= Healthcare in Lincolnshire =

Healthcare in Lincolnshire was, until July 2022, the responsibility of integrated care systems covering Lincolnshire West, Lincolnshire East, North East Lincolnshire, North Lincolnshire, and South Lincolnshire.

In 2023, the Lincolnshire mental health hospital was found inadequate, dirty and unsafe after inspectors visited the hospital. Care Quality Commission inspected the hospital regarding concerns by the police and the public and service users. There are also reports that people experienced physical assaults by the staff and they are also involving the police, although, CQC was not informed. It was also found that there were not enough registered mental nurses.

==History==
From 1947 to 1974 NHS services in Lincolnshire were managed by the Sheffield Regional Hospital Board. In 1974 the boards were abolished and replaced by regional health authorities. Leicestershire came under the Trent RHA. From 1974 there were two area health authorities, North and South covering the county. From 1982 there was one district health authority. Five primary care trusts were established in the county in 2002: East Lincolnshire, Lincolnshire South West Teaching PCT and West Lincolnshire, North Lincolnshire and North East Lincolnshire Care Trust Plus. East Lincolnshire, Lincolnshire South West Teaching PCT and West Lincolnshire were merged in 2006. They were managed by the North and East Yorkshire and Northern Lincolnshire Strategic Health Authority and East Midlands Strategic Health Authority.

==Sustainability and transformation plans==
In March 2016 Allan Kitt the Chief Officer of South West Lincolnshire Clinical Commissioning Group was appointed the leader of the Lincolnshire Sustainability and transformation plan footprint. It was proposed to downgrade Grantham A&E to an urgent care centre. Critical care, vascular surgery, ‘hyper acute’ stroke services and emergency paediatrics were to be centralised in Lincoln and there was to be a reduction of 750 full-time healthcare posts across the county by 2021.

In 2018, the STP signed a deal with Cambio Healthcare Systems for real-time dashboards, using the company's Patient Flow Manager product to help forecast capacity and demand in November 2018. This would be made available to all the health and care organisations in the STP.

==Commissioning==

In July 2017 it was announced that North East Lincolnshire Council and the clinical commissioning group would have a joint chief executive.

==Primary care==
Out-of-hours services are provided by Allied Health South Lincolnshire, which is a GP federation, the Lincolnshire Out of Hours service and the GP-led Urgent Treatment Centres at Scunthorpe General Hospital, Louth Hospital, Boston Pilgrim Hospital, Lincoln County Hospital, Stamford Hospital and Skegness Hospital.

==Acute services==
Northern Lincolnshire and Goole Hospitals NHS Foundation Trust, North West Anglia NHS Foundation Trust and United Lincolnshire Hospitals NHS Trust run hospitals.

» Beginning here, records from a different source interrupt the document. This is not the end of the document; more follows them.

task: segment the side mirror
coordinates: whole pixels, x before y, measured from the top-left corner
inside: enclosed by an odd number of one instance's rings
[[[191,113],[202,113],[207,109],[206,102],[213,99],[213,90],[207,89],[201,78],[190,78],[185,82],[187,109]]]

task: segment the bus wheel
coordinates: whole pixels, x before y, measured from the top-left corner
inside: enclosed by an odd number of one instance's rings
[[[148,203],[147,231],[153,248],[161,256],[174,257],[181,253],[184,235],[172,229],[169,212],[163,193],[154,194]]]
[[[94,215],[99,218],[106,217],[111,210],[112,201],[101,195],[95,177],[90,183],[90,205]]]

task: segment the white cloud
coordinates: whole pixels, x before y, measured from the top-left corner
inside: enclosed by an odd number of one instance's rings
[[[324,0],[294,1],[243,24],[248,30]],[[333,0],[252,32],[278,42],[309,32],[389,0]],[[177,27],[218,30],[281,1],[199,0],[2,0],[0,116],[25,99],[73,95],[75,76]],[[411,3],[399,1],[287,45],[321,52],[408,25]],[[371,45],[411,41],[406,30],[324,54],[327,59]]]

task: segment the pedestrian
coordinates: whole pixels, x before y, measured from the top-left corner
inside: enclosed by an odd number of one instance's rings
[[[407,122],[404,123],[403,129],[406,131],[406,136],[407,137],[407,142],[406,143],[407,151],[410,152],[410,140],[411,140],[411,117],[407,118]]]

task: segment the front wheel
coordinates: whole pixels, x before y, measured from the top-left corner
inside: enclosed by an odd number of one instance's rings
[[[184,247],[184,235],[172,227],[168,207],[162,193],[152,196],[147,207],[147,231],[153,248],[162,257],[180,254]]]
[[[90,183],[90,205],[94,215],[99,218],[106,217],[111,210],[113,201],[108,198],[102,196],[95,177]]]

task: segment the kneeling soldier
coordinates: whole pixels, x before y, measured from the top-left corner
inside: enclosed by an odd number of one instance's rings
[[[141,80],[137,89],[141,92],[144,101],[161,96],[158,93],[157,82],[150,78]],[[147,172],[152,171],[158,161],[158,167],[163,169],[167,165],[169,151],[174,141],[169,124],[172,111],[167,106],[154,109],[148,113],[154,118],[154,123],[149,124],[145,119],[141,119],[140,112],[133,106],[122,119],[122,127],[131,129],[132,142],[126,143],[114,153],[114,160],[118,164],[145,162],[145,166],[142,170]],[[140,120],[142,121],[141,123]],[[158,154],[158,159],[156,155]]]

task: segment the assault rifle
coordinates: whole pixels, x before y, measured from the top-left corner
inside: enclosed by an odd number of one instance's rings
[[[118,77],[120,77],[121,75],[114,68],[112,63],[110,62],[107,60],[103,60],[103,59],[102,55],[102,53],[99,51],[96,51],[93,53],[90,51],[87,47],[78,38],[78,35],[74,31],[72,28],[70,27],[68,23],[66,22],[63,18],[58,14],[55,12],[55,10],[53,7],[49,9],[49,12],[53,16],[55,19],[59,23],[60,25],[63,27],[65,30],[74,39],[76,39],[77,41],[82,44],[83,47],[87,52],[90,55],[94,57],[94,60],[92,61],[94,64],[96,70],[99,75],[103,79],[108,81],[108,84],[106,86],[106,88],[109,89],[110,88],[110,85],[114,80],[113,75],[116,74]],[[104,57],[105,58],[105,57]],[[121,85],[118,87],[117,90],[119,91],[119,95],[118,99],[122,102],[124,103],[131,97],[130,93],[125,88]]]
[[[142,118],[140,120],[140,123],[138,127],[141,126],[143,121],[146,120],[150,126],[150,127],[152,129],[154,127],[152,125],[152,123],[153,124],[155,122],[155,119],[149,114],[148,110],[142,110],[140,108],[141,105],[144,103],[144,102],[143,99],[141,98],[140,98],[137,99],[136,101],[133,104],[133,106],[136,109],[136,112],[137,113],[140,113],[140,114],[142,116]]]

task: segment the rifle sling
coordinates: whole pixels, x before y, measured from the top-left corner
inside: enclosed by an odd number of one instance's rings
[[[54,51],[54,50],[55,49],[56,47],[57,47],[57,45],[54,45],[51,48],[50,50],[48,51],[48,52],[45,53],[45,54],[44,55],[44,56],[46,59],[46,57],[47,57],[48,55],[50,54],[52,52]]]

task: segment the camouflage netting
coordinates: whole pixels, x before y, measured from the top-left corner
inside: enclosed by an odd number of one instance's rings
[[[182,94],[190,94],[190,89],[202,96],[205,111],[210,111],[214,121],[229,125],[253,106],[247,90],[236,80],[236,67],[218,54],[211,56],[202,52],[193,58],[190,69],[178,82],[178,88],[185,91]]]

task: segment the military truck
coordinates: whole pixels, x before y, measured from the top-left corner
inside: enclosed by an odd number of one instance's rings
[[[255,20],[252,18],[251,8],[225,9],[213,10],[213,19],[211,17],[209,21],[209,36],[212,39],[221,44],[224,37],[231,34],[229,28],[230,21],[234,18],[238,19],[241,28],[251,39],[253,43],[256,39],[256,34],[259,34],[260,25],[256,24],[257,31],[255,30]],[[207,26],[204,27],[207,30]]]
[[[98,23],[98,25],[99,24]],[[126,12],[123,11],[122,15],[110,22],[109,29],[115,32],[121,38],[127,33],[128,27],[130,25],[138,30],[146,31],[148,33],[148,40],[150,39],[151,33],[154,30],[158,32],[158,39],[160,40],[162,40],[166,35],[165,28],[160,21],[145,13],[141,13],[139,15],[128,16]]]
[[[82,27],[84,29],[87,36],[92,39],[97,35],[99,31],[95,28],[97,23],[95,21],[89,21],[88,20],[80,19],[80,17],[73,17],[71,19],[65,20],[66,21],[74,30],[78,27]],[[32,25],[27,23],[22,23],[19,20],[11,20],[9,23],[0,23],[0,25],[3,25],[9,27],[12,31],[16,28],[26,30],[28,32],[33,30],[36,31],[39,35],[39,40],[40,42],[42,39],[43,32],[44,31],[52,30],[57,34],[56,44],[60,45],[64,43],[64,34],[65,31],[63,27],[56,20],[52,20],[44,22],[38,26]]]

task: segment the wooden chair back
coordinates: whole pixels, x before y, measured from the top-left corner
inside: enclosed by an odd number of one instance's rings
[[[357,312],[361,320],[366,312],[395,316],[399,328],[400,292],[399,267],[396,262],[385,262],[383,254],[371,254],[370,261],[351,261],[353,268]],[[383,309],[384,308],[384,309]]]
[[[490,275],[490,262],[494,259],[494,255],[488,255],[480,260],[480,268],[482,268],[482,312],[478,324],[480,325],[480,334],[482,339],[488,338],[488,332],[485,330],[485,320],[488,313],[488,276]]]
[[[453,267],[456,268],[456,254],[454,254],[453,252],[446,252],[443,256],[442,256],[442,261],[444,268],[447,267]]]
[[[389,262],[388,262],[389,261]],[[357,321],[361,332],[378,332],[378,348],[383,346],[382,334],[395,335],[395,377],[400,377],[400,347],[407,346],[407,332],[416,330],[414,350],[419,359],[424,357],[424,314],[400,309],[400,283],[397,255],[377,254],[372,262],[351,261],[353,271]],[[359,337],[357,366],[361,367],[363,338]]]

In 2020 it was reported that ambulance response times for category 2 calls, which include heart attacks and strokes, in rural East Lincolnshire were poor with 10% of callers having to wait around 90 minutes, against a target of 18 minutes. The integrated care system produced a document in 2022 saying that they did not currently have a robust response approach to ambulance handover delays, which were some of the worst in England.

==Mental health and community services ==
Mental health services are provided by Lincolnshire Partnership NHS Foundation Trust and NAViGO Health and Social Care CIC, while community services are provided by Lincolnshire Community Health Services.